Was "closed sets" needed in this proof?

Question

The statement is this: If $X,Y$ are closed subspaces of $Z$ and if $X\cap Y$ is a strong deformation retract of $Y$, then $X$ is a strong deformation retract of $X\cup Y$

Now, paraphrasing my proof goes like this;
Assume that $X,Y$ are closed etc, since $Y$ is SDR of $X\cap Y$ there exists a homotopy $H$ which takes $Y$ to $X\cap Y$. Using this, define $G$ to be the identity on $X$ and $H$ on $Y-X$. This function should be continuous since Id is continuous, $H$ is continuous and $H$ and Id agree on the boundary of $X$, so this $G$ is a SDR from $X\cup Y$ to $X$.

Now unless I'm missing something here (I probably am) where did the requirement that these sets be closed come in?

Answer 1

Here is a general gluing rule for continuous functions.

Let $X, Y$ be topological spaces and $f : X → Y$ a function. Let $X = A ∪ B$ where $A \setminus B ⊆ \text{Int } A$, $B \setminus A ⊆ \text{Int } B$. If $f | A$, $f | B$ are continuous, then $f$ is continuous.

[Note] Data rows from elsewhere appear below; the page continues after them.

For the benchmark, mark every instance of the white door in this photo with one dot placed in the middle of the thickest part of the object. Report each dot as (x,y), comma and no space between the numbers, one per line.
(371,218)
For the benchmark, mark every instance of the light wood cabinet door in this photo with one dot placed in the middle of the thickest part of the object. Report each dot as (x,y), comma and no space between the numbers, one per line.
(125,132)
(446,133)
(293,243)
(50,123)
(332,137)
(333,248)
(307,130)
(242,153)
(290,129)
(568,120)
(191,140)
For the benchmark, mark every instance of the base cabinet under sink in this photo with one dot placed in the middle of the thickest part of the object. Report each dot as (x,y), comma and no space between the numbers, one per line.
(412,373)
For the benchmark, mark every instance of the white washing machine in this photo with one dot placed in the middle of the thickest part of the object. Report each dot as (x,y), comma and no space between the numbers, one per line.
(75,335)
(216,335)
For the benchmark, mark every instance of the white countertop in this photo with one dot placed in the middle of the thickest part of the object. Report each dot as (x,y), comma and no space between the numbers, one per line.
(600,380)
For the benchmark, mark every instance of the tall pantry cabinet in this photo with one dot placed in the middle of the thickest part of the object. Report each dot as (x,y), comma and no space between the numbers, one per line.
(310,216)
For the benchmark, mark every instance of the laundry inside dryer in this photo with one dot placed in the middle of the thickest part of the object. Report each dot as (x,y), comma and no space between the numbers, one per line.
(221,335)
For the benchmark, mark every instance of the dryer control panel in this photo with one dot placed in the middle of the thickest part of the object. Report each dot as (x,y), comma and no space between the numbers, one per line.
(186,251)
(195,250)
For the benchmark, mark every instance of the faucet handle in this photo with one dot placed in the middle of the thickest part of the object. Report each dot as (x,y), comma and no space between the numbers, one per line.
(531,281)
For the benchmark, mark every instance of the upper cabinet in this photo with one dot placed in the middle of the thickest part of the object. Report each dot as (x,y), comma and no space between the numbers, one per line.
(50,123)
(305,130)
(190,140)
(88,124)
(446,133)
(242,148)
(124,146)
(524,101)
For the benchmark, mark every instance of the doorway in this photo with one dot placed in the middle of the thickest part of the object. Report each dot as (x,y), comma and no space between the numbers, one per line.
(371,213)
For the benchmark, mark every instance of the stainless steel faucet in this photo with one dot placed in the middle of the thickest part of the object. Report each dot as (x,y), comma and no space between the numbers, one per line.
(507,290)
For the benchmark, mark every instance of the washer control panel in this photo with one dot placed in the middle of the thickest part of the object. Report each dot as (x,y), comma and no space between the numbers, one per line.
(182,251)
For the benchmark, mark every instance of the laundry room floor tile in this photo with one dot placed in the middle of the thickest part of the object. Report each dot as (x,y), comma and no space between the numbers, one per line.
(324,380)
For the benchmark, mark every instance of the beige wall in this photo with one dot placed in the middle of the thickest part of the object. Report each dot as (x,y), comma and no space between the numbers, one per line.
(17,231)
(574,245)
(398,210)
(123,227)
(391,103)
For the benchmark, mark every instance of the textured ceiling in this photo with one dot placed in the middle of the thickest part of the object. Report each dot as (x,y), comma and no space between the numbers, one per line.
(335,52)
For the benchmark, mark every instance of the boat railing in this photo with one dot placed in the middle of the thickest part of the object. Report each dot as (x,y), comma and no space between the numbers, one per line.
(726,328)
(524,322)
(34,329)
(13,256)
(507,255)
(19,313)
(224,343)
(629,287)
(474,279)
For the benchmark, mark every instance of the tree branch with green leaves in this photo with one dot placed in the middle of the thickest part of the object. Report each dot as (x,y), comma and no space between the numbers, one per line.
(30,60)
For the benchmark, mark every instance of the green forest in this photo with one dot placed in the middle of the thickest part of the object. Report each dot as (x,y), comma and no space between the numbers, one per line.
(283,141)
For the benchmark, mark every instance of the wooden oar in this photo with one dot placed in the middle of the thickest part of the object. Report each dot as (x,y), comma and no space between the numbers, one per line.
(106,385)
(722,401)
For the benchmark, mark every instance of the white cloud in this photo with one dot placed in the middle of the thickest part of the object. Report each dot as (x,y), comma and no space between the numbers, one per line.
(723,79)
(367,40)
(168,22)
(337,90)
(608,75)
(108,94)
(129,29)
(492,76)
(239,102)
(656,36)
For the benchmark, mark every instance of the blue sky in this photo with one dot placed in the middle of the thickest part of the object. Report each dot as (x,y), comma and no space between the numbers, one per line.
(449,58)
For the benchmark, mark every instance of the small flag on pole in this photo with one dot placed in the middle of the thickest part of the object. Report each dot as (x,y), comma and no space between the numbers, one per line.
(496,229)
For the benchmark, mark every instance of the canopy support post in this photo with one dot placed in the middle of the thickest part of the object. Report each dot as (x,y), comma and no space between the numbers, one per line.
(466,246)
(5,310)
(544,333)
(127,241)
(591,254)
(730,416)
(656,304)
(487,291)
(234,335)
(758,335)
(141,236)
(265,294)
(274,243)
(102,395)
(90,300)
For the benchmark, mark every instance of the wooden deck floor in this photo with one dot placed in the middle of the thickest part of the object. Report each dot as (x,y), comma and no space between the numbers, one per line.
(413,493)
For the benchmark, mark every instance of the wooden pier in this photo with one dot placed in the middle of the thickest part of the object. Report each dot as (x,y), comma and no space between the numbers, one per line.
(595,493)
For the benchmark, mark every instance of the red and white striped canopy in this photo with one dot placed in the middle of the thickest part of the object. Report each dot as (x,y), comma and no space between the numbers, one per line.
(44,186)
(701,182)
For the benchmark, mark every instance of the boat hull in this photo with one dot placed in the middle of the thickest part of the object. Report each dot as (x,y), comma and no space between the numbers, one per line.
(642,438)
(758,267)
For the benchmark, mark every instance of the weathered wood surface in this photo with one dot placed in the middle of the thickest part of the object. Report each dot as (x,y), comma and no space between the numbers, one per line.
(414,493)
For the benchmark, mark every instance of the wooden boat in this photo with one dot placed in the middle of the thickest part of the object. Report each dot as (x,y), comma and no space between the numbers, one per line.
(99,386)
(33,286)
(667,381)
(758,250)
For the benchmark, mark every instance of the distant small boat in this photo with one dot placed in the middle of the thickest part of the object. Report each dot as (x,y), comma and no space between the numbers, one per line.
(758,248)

I leave you to see the use of this for the result you are asking about.

Answer 2

You need the sets to be closed to conclude that $H$ is continuous. For example the function $f:\mathbb Q\rightarrow \mathbb R$ given by $f(x)=1$ and the function $g:(\mathbb R\setminus\mathbb Q)\rightarrow \mathbb R$ given by $g(x)=-1$ are continuous but $f\cup g$ is not. That is not possible if the domain of $f$ and $g$ were closed subsets.